On-line version ISSN 2310-3833
Print version ISSN 0038-2337

Abstract

BARNARD-ASHTON, Paula; ADAMS, Fasloen; ROTHBERG, Alan  and  MCINERNEY, Patricia. Digital apartheid and the effect of mobile technology during rural fieldwork. S. Afr. j. occup. ther. [online]. 2018, vol.48, n.2, pp.20-25. ISSN 2310-3833.  http://dx.doi.org/10.17159/23103833/2018/vol48n2a4.

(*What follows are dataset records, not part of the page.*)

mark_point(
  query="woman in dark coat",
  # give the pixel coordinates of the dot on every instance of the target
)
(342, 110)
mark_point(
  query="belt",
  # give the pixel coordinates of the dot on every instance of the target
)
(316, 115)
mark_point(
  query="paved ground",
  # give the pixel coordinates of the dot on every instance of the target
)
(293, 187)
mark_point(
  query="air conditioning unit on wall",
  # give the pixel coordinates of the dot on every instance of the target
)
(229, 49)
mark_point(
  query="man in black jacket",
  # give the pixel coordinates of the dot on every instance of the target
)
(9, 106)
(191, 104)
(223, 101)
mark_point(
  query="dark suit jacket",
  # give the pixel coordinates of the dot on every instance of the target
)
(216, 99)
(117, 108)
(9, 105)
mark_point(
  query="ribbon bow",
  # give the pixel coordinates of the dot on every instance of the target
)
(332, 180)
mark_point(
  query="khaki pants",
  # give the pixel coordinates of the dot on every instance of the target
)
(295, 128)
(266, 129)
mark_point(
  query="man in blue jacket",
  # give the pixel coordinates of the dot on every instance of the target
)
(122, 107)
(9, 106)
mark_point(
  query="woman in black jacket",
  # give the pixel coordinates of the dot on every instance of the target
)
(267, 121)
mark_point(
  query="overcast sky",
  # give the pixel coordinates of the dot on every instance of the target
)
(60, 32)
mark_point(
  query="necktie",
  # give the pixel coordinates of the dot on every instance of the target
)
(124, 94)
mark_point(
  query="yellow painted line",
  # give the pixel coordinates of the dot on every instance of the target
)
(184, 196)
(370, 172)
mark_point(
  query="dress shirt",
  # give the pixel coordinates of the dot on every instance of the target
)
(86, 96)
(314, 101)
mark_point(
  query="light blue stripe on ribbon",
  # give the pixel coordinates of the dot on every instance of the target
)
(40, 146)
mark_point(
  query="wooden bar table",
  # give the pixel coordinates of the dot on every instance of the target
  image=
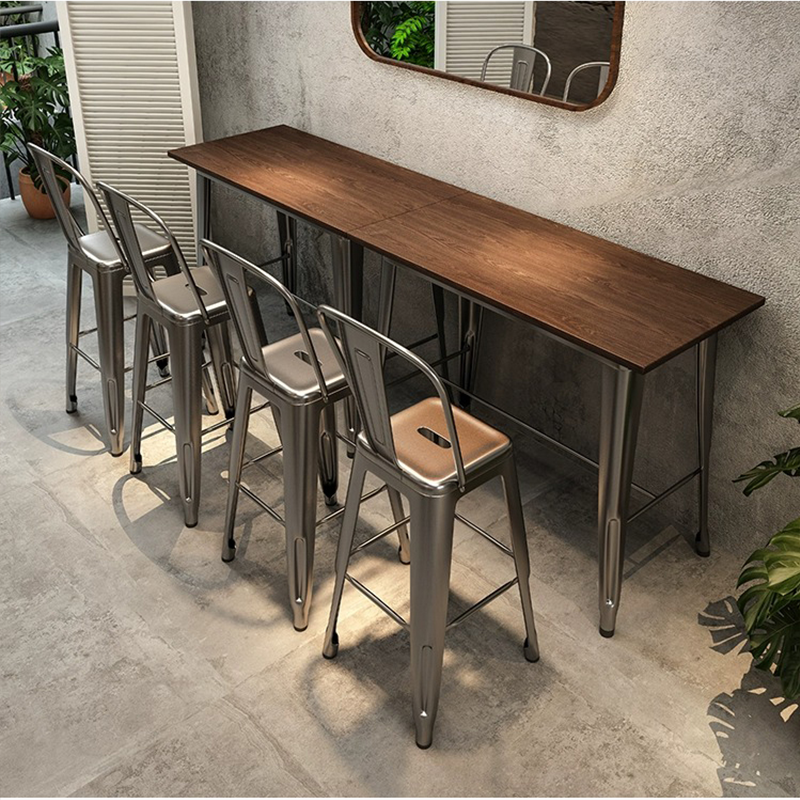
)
(629, 311)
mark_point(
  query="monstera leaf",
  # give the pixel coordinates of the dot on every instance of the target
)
(771, 606)
(787, 463)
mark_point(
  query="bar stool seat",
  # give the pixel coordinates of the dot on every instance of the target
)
(423, 447)
(291, 370)
(100, 247)
(410, 451)
(177, 298)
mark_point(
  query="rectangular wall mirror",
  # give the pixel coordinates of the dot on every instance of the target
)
(560, 53)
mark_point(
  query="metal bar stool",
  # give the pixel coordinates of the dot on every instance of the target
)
(97, 255)
(301, 379)
(433, 453)
(188, 305)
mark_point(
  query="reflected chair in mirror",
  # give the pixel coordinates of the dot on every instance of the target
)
(301, 379)
(523, 58)
(97, 255)
(433, 453)
(603, 66)
(189, 306)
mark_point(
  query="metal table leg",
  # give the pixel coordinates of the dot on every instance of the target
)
(287, 232)
(706, 372)
(621, 405)
(470, 316)
(348, 288)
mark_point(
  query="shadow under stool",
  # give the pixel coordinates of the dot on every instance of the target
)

Fourth year occupational therapy students at the University of the Witwatersrand attend a three-week rural fieldwork placement. During this time, they are in a resource-limited environment with limited access to their usual Virtual Learning Environment (VLE) in a blended learning curriculum, thereby contributing to 'digital apartheid' between students from different socioeconomic backgrounds. This study investigates the effect of mobile technology during rural fieldwork to address 'digital apartheid'. A self-reporting pre-test post-test survey design was used. Students self-evaluated their understanding of fieldwork learning objectives at the start of the year and again midyear. Rural fieldwork marks were collected midyear. The experimental group (n=l3) accessed the VLE via the mobile technology, whereas the control group (n0=7) did not. Data were analysed for significance and effect size. While there was no significant difference in the student marks (p=0.27), there was a significant effect on self-evaluated knowledge gain for the experimental group's rural fieldwork learning objectives (d=2.02) which was a notably larger effect size than their other fieldwork learning objectives (d=l.36) and that of the control group's learning objectives. The use of mobile technology during rural fieldwork was a successful strategy towards 'digital democracy' by allowing students equal access to access the VLE.

Keywords : Digital apartheid; mobile learning; mobile technology; occupational therapy; blended learning; rural clinical fieldwork.